Poland police detain pro-choice protesters as they try to enter a church Sunday in Warsaw in a protest against a ne… https://t.co/Hq68JNwyGq— The Voice of America (@The Voice of America)1603740759.0
"Crowds of people took to the streets screaming 'Get the f*** out'," journalist Krystian Kratiuk told LifeSiteNews.
"On Sunday they organized an action of attacking churches, entering them, interrupting Masses and shouting 'get the f*** out' in front of [them]," Kratiuk added. "Left-wing MPs do the same and the mainstream journalists loudly support the crime, as interrupting Mass is in Poland."
According to LifeSiteNews, some protesters in Poznań invaded a cathedral during Mass and chained themselves to the altar rails for hours. They carried signs that read "Catholics also need abortion" and "shame," among other statements.
The Associated Press reports that in some instances the protesters clashed with organized right-wing groups, such as in the southern city of Katowice where riot police used tear gas to keep demonstrators on both sides under control. In Warsaw, "far-right nationalists" reportedly blocked the stairs leading to the entrance of the Holy Cross Church and prevented the pro-abortion protesters from entering the building.
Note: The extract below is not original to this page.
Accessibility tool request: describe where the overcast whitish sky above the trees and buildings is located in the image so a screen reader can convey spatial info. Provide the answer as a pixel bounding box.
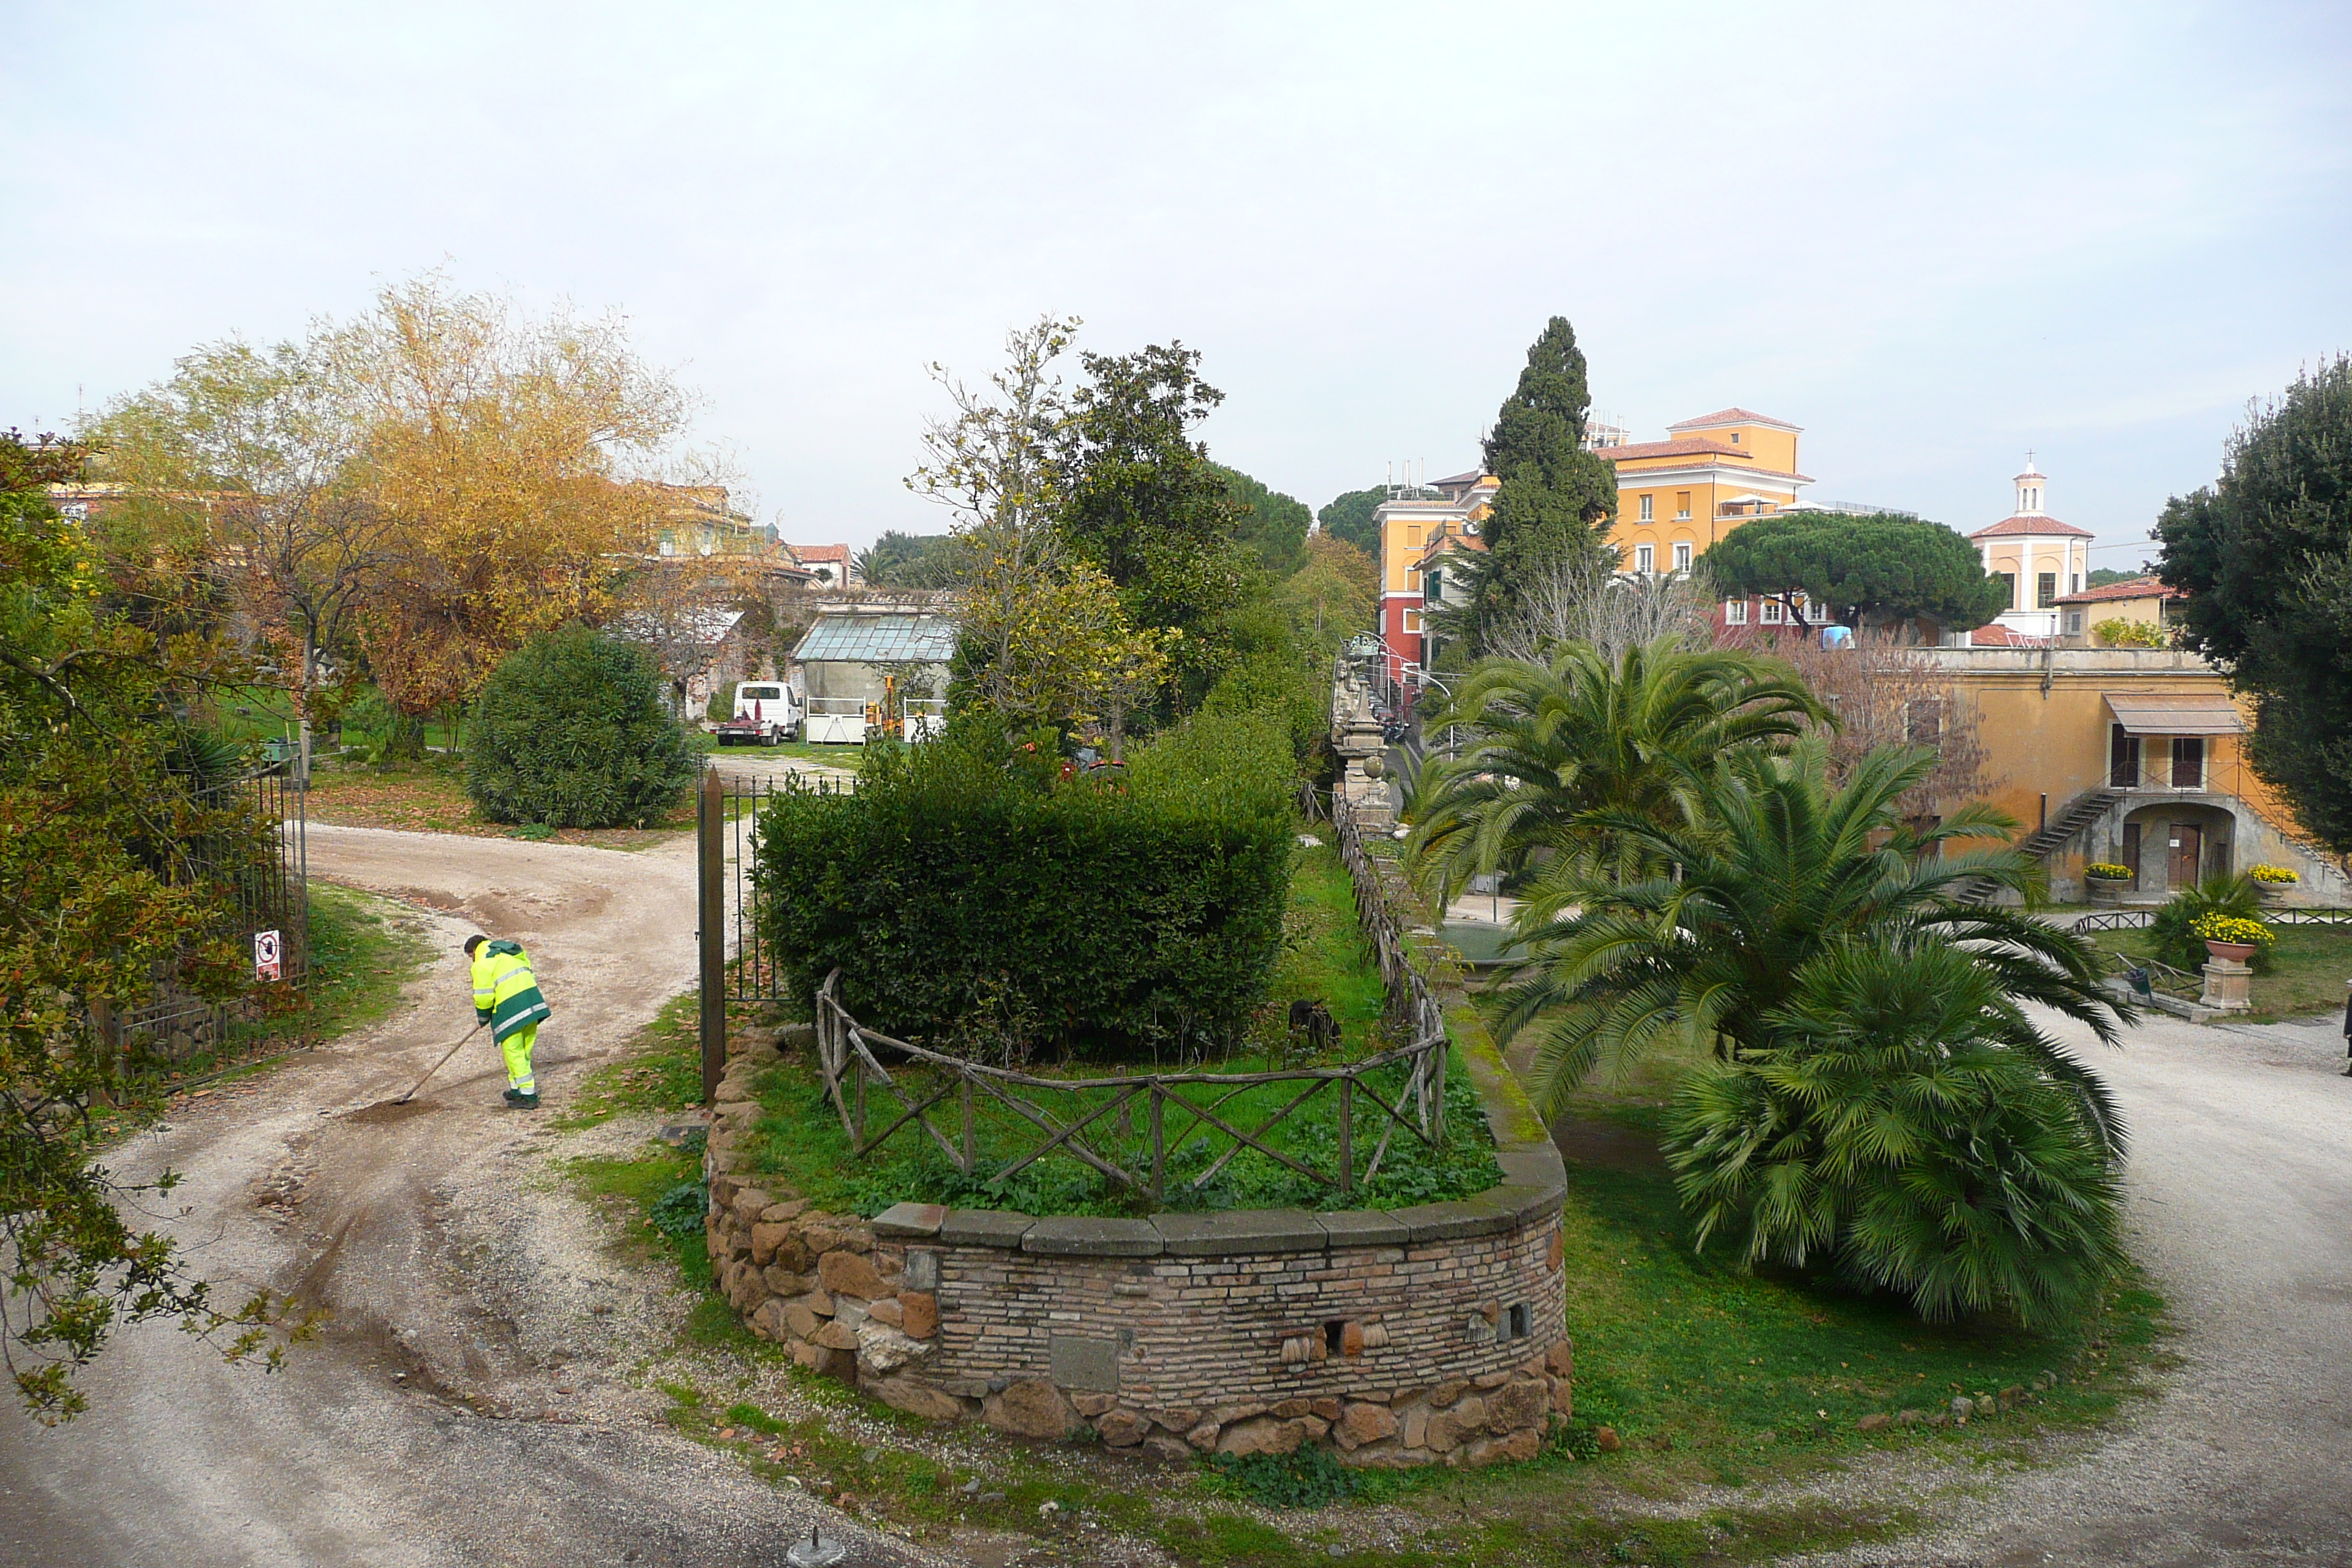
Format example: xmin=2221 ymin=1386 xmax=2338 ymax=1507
xmin=0 ymin=0 xmax=2352 ymax=567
Others describe the counter protests as an organic "bottom-up movement." One Pole named Piotr, who was involved in protecting churches from the pro-abortion protesters, told LifeSiteNews he and others were "inspired by some people connected to [political party] Konfederacja, with a special involvement of people in the National Movement."
"They decided to go into the streets to try to protect churches from being profaned or destroyed by the leftists. More people got involved, such as me ― I am not connected to any organization," he said.
Piotr described how he and others patrolled the streets of Krakow, moving from one church to another and cleaning up debris and graffiti left behind by the demonstrators.
"Fortunately, there was no violence involved," he said.
Elsewhere, the demonstrations have become violent. Another journalist who spoke to LifeSiteNews, Grzegorz Górny, said some protesters pelted police with stones.
"We are witnessing a great attack against Poland: in the European Parliament, in the Western media, among the EU political elite. Polish leftists have been organizing street demonstrations for four days, they are aggressive, throw stones at the police, destroy the offices of PiS MPs, paint offensive slogans on churches (and even on the Ronald Reagan monument in Warsaw), and disrupt Holy Masses," Górny said.
"There were no voices of support from around the world for the Polish Constitutional Tribunal, the ruling right wing and Polish Catholics," Górny added. "Nobody said it was a historic event. Nobody said that the Polish pro-life decision goes against all global trends."
The chairman of the Polish Bishop's Conference, Archbishop Stanislaw Gadecki of Poznan, called for "social peace" amid the unrest.
"The position of the Catholic Church on the right to life is unchanged; obscenities, violence and disrupting services as well as profanation are not the right method of action," Gadecki said in a statement. "I ask everyone to express their views in a socially acceptable way."
With the outlawing of abortions for fetal defects, the only permissible cases for abortion in Poland are in cases of rape, incest, or if the mother's life is threatened.